The fourth wave of COVID-19 has put public finance bills at risk

The hypothesis of the partial efficacy of vaccines against the variants of Covid-19 raised at the end of September through the update to Def has become a reality. However, the features of the opposite scenario identified by the technicians at the Ministry of Economy may come true along with the more optimistic forecasts underlying the public finance program.

Translated into numbers, in the Nadef hypothesis, the extension of the fourth pandemic wave that translates into new restrictive measures to economic activity would mean a 1.4% reduction in the growth trend scheduled for next year. In practice, the underlying dynamic of GDP will stop at 2.8% (not 1.8% as wrongly written in the document) rather than run to 4.2%, making real growth driven by the maneuver now under discussion in the Senate 3.3% instead of 4.7 percentile for the target set by the government.

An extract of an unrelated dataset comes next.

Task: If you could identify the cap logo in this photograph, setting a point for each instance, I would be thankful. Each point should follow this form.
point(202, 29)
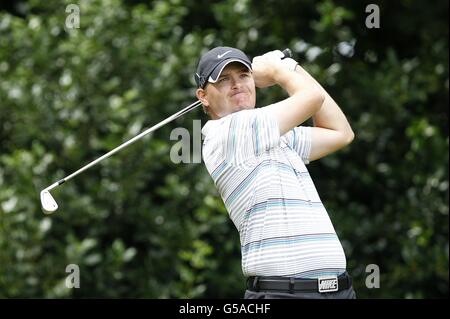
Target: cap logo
point(220, 56)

This whirlwind of percentages serves to gauge the alarm about the re-emergence of the pandemic in the public accounts, particularly on the deficit and debt reduction line that is the heart of the 2022 programme. But there is more.

slowdown risk

Because a new slowdown in the economy, which could also be due to the net deterioration of the situation in countries such as Great Britain and Germany, which are among our main trading partners, would feed pressure on the government for a new deviation from the balance. Who is already planning more than one major majority advocate for February, once the quirinal vote is passed which already raises more than one unknown factor on the government.

It’s too early to guess the numbers

Asking for a new deficit, for which it is too early to assume figures on some basis, would first of all serve to offset money for expensive bills, which have so far absorbed resources of 9.3 billion believed to be insufficient to protect the spring rate increases.